I am reading the book ‘Influence’ by Robert Cialdini. In the first chapter itself he has knocked my socks off. Quoting a small passage from the first chapter. Read till the end:
“A well-known principle of human behaviour says that when we ask someone to do us a favour, we will be more successful if we provide a reason. People simply like to have reasons for what they do. Langer demonstrated this unsurprising fact by asking a small favour of people waiting in line to use a library’s copying machine: “Excuse me, I have five pages. May I use the Xerox machine, because I’m in a rush?” The effectiveness of this request-plus-reason was nearly total: 94 percent of people let her skip ahead of them in line.
Compare this success rate to the results when she made the request only: “Excuse me, I have five pages. May I use the Xerox machine?” Under those circumstances, only 60 percent complied. At first glance, it appears the crucial difference between the two request was the additional information provided by the words because I am in a rush.

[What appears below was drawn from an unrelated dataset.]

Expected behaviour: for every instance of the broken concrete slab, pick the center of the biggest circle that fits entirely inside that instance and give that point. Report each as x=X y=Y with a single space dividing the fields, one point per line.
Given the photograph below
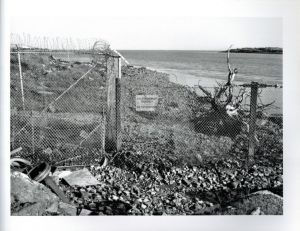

However, a third type of request showed this was not the case. It seems it was not the whole series of words but the first one, because, that made the difference. Instead of including a real reason for compliance, Langer’s third type of request used the word because and then, adding nothing new, merely restated the obvious: “Excuse me, I have five pages. May I use the Xerox machine because I have to make some copies?” The result was again nearly all (93 percent agreed), even though no real reason, no new information was added to justify their compliance.”